Based on the results obtained from this study, the Biomek FX LHS is capable of dispensing 0.5 µL volumes within a statistically acceptable range of accuracy and precision. The modified compound plate preparation method has circumvented the problem of compound precipitation in the intermediate plate, thereby generating accurate, dependable, and consistent cytotoxicity data for project compounds. Elimination of the water addition step and avoidance of the visual inspection of the intermediate plates for tracking precipitation in condition 2 have resulted in enhanced efficiencies for the CM team.
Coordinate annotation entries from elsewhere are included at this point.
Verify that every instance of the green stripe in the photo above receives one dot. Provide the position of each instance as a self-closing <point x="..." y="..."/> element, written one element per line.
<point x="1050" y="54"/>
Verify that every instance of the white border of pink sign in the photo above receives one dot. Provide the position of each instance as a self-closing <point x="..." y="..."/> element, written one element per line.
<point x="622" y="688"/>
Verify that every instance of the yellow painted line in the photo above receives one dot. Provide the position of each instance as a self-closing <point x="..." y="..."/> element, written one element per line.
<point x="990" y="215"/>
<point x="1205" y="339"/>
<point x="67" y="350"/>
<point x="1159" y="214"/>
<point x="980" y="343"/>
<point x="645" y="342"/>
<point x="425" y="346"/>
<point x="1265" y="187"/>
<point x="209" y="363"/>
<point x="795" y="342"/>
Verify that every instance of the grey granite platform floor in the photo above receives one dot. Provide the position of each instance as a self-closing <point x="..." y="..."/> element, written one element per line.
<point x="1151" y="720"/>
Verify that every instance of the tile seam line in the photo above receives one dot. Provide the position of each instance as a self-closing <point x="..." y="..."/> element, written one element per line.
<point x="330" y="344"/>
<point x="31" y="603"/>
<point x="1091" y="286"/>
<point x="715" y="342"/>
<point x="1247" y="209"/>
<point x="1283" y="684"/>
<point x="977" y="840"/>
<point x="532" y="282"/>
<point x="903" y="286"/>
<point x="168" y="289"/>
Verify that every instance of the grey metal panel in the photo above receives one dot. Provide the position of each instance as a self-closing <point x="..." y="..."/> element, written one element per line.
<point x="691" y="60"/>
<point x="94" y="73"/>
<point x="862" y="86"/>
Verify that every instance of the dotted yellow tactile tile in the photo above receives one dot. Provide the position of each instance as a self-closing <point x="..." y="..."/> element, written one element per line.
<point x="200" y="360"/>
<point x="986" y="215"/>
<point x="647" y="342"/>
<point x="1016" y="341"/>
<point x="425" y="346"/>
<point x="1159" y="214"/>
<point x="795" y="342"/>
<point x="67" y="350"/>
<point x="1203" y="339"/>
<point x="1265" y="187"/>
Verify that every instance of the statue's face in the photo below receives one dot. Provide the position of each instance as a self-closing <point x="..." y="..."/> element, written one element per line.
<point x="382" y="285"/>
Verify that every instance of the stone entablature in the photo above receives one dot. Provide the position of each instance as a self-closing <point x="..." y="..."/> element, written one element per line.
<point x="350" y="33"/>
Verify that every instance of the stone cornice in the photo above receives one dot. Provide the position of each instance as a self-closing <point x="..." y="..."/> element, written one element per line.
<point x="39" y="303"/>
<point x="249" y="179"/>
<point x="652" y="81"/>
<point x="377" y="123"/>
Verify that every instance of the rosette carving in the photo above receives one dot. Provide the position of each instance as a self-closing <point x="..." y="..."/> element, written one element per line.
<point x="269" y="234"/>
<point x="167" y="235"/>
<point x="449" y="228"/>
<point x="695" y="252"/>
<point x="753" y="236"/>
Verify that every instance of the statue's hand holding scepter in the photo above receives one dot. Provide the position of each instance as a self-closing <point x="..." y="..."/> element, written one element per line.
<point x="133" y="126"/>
The modified method was able to generate reliable IC50 data for about 10% to 25% of the compounds that were flagged due to precipitation in the intermediate plate under condition 1 (in 50% DMSO in water). The low-volume optimization to address the precipitation issues in the mammalian cytotoxicity assay was therefore a value addition exercise both from the CM and the assay perspective. Roll out of this method on a routine basis has resulted in generation of quality data for all the projects at Bangalore. This has enabled project teams progress scaffolds with minimal or no cytoxicity liability in the drug discovery cascade.
Footnotes
Acknowledgements
The authors thank the microbiology team for the validation study done in the mammalian cytotoxicity assay and Dr. Dwarakanath Prahlad and Parvinder Kaur for helpful comments and suggestions.
Declaration of Conflicting Interests
The authors declared no potential conflict of interest with respect to the research, authorship, and/or publication of this article. The entire work was carried out at AstraZeneca as a part of internal projects.
Funding
The authors disclosed receipt of the following financial support for the research, authorship, and/or publication of this article: The work was supported by AstraZeneca only. No external funders have any role to play.